To help turn Wawa's sales around, Stoeckel went back to lessons learned at The Limited: less is more. "We were doing a lot of things, but the sum total of the parts did not add up to what we needed in terms of sales and customer counts," he recalled.

Stoeckel and his team put together "The Big Five" – five major marketing initiatives each year that would have a significant impact on the business. For example, the team branded the hoagie line, offered low-price cigarettes and promoted low-price sodas. "This let us focus our efforts on a few initiatives, let the customers know what we stood for," he said.

On Being a Leader
Indeed, the CEO believes the world's best companies keep things simple. "When I replaced Dick Wood [two years ago], I replaced a legend that ran the company for almost three decades and who was a founding family member," he said. "I felt the weight of the experience. I thought about how to preserve the best of this company and show stability in leadership."

To that end, he developed a game plan and called it UNO, which stands for unique experience, nimbleness and opportunity. "It was important that people knew we had a direction that was consistent with the past because everyone was asking me how things would change. I wanted to tell them that things wouldn't change, we were just taking everything to a new level."

A good leader must verbalize what he stands for, he explained. "People need to have access to you, to question you about your beliefs, and you need to keep the plan simple to get it to people at all levels of the company."

A great believer in having a game plan, Stoeckel said it is also important to articulate that plan with passion and enthusiasm, and align the organization behind it. "The game plan comes from the organization. It's not something I sit in a room by myself and think up," he said

If a colleague comes to him with a good, but complicated, idea, Stoeckel will break it down and simplify it. "There are things I'm not good at in business. I have my weaknesses. But one thing I'm good at is helping people simplify things."
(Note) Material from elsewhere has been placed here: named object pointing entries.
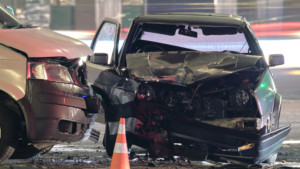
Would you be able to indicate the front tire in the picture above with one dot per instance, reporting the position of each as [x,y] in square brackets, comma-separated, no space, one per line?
[9,127]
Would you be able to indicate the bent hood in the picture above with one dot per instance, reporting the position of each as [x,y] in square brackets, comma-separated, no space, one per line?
[187,67]
[38,42]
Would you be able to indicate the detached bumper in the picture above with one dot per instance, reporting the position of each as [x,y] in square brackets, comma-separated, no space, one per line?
[227,142]
[56,112]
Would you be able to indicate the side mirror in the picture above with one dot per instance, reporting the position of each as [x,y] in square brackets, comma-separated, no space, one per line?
[10,10]
[276,59]
[100,58]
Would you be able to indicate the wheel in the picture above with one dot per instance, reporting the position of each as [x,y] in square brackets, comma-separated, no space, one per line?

Among the goof-ups Stoeckel has learned from: nationally-branded fast food. "I was the guy that put Taco Bells, Pizza Huts and Dunkin' Donuts in our stores. I thought co-branding was the wave of the future," he said. "It wasn't. I probably should have owned up to that issue much sooner.

"However, out of that came a commitment to our own brand. If we hadn't gone through that journey, we may not have as much of our product Wawa-branded today."

Stoeckel is an admirer of Trader Joe's, the specialty grocer. "It's cult-like, sells high-quality products that are their own brand at a good price, and is profitable." Stoeckel wants to take the Wawa brand to new heights. "Selling national brands doesn't make us unique," he noted. "But there is only one place to get Wawa Spring Water, Wawa Coffee, Wawa packaged nuts, Wawa yogurt, and now, our own energy drink, Mach W."

Stoeckel encourages others to push the envelope and make mistakes. "But based on my own experience, I feel it's important to face up to those mistakes sooner rather than later, and move on.

"We look for people who have a passion for the industry and our brand, are flexible and willing to do things to help us serve our customers better," the CEO said.

Many people think being CEO means "not having a boss. I have 18,000 bosses. I work for every single associate. The general manager of each store, in particular, is my customer. They are stakeholders in this business. I can't do without them, but they can do without me. It's all about the people who deliver the brand experience. They bring out the best in me; I hope to bring out the best in them. I'm fortunate to be part of the team."